Apparently, Akka streams as a reactive initiative has been striving these days. Akka-Streams-based drivers such as Reactive Rabbit and ReactiveMongo for RabbitMQ and MongoDB have started to gain some momentum in the technology industry. In addition, Akka HTTP, which is the next generation of the Spray REST/HTTP toolkit, is also built to be stream-enabled with Akka streams as its underlying engine.

All streams oriented — in some way

With the steadily growing momentum in adopting the reactive systems initiative, it apparently has surpassed the stage of being a mere hype. It’s also evidently more than an reinvented buzzword of asynchronous event-based systems. From a technical merits perspective, I see no reason why it won’t become more prominent. Nevertheless, even open-source technology initiatives are like commercial products — good timing can quickly attract attention in the initial stage and suitable marketing can help gain on-going momentum necessary to popularize to the broader user base.

Timing-wise, functional programming has been on the rise so I’d say it’s great timing, as the programming style is favorably embraced in building reactive systems. As to marketing, I believe more intuitive and revelatory naming of the initiative would sell better to the technology industry. One could hardly grasp anything meaningful when hearing the term “reactive systems” for the first time.
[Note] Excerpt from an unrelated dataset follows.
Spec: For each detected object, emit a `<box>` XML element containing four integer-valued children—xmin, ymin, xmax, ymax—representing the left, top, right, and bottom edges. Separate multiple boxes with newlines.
Although the term “reactive” addresses some aspect of the embraced change propagation in such systems, it doesn’t jump out at the audience as a signature characteristic.

With reactive systems, reactive streams and reactive programming predominantly oriented around streams, I think the term “stream” is a more revelatory keyword than “reactive.” Trading generality with simplicity and intuition, I would combine reactive systems and reactive streams as a single initiative, and replace “reactive” with something that centers around “stream.”